參考:https://www.cnblogs.com/qscqesze/p/6628793.html
A. Berzerk
題目連接:
http://codeforces.com/contest/786/problem/A
Description
Rick and Morty are playing their own version of Berzerk (which has nothing in common with the famous Berzerk game). This game needs a huge space, so they play it with a computer.
In this game there are n objects numbered from 1 to n arranged in a circle (in clockwise order). Object number 1 is a black hole and the others are planets. There’s a monster in one of the planet. Rick and Morty don’t know on which one yet, only that he’s not initially in the black hole, but Unity will inform them before the game starts. But for now, they want to be prepared for every possible scenario.

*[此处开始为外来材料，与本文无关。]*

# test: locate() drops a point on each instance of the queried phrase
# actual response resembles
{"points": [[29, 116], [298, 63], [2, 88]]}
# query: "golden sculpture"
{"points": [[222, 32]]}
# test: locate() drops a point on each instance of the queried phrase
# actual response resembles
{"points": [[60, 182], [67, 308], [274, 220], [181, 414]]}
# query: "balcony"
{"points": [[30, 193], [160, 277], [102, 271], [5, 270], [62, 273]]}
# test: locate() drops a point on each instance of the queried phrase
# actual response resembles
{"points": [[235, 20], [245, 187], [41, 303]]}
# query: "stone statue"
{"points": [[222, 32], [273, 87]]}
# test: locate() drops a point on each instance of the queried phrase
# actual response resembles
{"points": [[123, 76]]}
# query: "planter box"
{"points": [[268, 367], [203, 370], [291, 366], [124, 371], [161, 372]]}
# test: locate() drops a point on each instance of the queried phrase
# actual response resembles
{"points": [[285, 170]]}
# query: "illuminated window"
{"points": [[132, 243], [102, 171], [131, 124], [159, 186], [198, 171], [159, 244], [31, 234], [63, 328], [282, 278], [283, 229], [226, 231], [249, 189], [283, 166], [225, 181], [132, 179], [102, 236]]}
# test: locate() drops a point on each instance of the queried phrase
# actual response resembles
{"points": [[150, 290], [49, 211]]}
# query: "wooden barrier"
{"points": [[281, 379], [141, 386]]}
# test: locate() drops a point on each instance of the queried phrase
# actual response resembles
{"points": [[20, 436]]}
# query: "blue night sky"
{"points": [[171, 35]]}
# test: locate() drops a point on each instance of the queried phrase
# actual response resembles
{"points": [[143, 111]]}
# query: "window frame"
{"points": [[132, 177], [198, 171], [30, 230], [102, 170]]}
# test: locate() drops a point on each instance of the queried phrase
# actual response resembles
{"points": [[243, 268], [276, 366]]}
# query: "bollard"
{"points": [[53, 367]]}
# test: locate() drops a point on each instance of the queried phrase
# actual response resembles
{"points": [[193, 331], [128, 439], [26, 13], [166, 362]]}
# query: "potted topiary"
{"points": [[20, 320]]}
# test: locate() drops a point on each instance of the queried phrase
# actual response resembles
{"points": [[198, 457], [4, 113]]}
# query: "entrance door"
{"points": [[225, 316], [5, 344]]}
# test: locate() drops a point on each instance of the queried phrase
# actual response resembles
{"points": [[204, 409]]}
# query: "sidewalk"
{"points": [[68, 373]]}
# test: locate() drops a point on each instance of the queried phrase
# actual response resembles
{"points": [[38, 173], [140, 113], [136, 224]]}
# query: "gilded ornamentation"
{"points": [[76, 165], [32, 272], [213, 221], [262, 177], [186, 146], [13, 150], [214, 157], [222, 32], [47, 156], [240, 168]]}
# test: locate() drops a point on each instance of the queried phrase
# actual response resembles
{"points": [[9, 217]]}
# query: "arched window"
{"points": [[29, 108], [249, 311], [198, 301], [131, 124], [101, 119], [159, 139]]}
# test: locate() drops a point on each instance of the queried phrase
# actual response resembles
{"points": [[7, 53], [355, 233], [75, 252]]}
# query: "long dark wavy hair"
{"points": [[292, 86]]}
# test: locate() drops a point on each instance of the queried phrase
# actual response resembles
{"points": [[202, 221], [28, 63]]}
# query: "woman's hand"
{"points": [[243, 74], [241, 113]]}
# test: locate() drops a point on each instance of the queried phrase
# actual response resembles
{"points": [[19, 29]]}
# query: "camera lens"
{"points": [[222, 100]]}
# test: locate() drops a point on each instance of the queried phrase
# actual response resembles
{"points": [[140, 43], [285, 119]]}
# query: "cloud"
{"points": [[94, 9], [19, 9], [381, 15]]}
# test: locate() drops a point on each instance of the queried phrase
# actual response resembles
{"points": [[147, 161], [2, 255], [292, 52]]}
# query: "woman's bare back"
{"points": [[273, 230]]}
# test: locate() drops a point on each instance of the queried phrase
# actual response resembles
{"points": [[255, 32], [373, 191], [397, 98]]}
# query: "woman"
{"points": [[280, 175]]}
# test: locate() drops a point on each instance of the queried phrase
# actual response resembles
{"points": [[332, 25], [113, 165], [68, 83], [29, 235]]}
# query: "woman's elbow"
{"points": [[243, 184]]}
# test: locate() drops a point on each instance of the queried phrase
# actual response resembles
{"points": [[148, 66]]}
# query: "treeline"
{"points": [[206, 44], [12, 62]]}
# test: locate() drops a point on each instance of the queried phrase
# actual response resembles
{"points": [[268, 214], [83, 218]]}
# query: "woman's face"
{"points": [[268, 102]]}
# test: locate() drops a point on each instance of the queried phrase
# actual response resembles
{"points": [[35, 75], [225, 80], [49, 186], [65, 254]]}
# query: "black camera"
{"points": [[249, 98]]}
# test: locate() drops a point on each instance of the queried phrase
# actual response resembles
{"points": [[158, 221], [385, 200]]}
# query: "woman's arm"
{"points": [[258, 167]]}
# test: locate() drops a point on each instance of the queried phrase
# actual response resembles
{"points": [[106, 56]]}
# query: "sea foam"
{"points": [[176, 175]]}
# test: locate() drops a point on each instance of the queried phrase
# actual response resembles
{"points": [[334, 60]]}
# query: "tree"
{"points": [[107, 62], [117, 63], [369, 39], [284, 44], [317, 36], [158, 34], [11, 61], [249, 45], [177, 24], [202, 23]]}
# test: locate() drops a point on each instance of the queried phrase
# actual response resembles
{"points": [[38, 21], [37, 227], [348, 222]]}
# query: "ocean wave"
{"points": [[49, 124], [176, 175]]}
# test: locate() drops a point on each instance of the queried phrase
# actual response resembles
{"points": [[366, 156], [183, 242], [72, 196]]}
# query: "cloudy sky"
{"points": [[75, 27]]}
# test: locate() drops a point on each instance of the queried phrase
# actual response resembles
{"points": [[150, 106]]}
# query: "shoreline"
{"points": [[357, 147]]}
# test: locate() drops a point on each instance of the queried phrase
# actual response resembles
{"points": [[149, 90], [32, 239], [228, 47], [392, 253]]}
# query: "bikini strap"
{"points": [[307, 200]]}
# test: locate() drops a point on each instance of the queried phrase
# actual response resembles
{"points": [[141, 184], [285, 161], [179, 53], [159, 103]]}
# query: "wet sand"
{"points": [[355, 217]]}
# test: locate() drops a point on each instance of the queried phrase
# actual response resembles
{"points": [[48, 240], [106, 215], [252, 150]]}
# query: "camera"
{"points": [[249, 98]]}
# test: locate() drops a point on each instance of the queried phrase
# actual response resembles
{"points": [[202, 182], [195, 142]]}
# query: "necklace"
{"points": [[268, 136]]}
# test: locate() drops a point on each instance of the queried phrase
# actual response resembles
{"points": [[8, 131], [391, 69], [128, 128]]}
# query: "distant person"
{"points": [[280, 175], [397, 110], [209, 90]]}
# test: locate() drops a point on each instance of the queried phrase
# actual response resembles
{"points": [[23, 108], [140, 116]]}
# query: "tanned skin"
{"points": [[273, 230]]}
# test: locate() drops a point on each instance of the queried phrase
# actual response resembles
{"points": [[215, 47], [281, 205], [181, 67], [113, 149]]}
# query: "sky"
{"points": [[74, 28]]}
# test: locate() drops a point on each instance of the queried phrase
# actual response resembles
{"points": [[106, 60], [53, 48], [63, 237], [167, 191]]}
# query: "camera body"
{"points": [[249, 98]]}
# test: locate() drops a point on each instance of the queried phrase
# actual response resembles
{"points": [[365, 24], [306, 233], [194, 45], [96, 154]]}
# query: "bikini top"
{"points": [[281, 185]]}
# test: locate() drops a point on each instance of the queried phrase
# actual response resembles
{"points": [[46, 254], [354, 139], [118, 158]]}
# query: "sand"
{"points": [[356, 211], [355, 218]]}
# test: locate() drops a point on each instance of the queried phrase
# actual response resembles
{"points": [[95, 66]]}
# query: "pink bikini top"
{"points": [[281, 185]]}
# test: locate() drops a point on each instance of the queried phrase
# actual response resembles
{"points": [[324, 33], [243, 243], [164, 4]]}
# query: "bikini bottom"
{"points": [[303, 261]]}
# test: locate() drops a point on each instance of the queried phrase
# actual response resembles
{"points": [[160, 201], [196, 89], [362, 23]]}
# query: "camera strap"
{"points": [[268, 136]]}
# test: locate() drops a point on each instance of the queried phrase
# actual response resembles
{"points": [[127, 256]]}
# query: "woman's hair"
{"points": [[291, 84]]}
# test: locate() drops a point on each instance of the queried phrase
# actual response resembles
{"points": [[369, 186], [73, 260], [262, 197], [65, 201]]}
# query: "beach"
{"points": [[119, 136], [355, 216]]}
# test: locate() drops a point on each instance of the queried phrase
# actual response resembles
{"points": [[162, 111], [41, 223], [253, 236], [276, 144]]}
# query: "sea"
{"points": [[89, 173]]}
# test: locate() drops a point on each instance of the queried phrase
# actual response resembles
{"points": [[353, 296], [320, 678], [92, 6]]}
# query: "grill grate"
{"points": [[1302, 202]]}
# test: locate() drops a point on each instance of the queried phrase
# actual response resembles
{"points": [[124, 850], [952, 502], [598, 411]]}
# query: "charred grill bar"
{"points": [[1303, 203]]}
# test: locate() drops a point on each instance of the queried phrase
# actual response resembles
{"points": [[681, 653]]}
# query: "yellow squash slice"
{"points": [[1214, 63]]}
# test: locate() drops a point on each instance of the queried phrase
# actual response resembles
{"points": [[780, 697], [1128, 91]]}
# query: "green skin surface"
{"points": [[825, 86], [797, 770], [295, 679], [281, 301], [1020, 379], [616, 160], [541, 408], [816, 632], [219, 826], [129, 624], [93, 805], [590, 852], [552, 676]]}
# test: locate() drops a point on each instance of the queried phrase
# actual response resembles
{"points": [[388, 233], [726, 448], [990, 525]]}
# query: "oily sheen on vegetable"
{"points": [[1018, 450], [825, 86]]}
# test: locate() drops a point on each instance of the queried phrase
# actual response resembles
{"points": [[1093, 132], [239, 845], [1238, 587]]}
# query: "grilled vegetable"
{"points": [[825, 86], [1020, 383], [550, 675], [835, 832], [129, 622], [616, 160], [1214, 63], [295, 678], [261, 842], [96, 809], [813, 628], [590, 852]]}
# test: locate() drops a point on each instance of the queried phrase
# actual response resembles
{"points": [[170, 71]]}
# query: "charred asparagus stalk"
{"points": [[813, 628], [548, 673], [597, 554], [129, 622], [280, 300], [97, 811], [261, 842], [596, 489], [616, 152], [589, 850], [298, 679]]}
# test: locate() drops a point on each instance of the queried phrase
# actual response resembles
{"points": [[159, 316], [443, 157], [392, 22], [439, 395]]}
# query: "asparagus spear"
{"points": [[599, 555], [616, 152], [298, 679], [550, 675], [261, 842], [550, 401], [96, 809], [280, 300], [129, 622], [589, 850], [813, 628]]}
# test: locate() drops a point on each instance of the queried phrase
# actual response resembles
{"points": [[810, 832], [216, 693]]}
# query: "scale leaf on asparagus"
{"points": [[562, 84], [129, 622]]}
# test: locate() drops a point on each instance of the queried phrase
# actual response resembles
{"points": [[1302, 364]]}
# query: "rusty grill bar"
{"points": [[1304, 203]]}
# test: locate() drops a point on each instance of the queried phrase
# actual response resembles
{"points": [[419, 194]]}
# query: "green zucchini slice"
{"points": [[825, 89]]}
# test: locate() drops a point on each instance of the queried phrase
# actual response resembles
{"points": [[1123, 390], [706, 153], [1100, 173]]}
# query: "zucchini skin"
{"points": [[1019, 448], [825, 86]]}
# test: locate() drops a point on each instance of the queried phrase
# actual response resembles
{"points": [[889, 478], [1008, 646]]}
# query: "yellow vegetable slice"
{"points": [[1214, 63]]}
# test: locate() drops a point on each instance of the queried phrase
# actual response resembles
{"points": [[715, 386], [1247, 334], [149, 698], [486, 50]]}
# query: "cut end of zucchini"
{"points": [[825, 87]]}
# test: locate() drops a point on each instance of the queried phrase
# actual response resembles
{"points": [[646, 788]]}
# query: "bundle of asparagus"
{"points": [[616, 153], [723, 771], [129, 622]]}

Each one of them has a set of numbers between 1 and n - 1 (inclusive). Rick’s set is s1 with k1 elements and Morty’s is s2 with k2 elements. One of them goes first and the player changes alternatively. In each player’s turn, he should choose an arbitrary number like x from his set and the monster will move to his x-th next object from its current position (clockwise). If after his move the monster gets to the black hole he wins.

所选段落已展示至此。